We stepped back and found ourselves looking around at the surrounding walls. Pictures and some sort of text from the old days covered the walls. It suddenly seemed those walls were farther from me than I had earlier felt. I walked over to have a closer look and, when I decided I needed more light, I reached for one of the flashlights. But, it was way over there. A lot further away than what I’d expected.
It was at that time that I looked back at the sarcophagus and found myself looking far up to even see the top edge. This is not right, I told myself. About then, Mark also became aware that things had changed. Neither of us was nearly as large as when we had entered. The work lamp battery began to fail, but when I reached for a flashlight now, it was far heavier than I could lift.
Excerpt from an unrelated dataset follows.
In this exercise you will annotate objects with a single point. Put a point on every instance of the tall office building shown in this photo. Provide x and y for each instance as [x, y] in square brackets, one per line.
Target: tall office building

Mark said he heard something outside and rushed over to the entry just in time to witness the huge stone slab being returned to its’ original resting place, blocking our way out. Not good!
Although the seal appeared tight, I realized I felt air movement. We began searching the walls for some sort of air shaft or any other means of escape and soon came across a large square opening at floor level. I say large, because it felt large to us at our reduced size. No light issued forth, but it obviously did reach the outside world somewhere because we felt a good air flow. No other way for it. We’d have to check this out and hope it allowed us to escape from the tomb.
What seemed like forever inside that square, dark tunnel finally brought us to a point where we saw light. Sunshine had never before been so welcome. I reached the outside first and, as my body slipped past the outer edge of the hole, it suddenly expanded. In fact, it expanded so quickly that managing to get out felt a bit like getting a cork from a bottle. Since, in order to keep from tripping over my pants, I had cinched my belt up tight, I now had to rush to release it or be cut in half. Eventually, as my body was submerged in the outside air, all of me returned to my normal size. Mark soon popped out as well and we both stood there stretching as though we had been clamped tight. We looked down at a hole about four inches square, from which we had climbed.
The men were gone. The equipment was gone. The truck sat where we had left it, but only because Mark had the keys in his pocket. We returned empty handed, but not without some great stories to tell our friends. Not that they believed us, of course.
Strange, but, since that experience, I don’t seem to feel the old urge to dig, anymore. Curses! Who needs ‘em?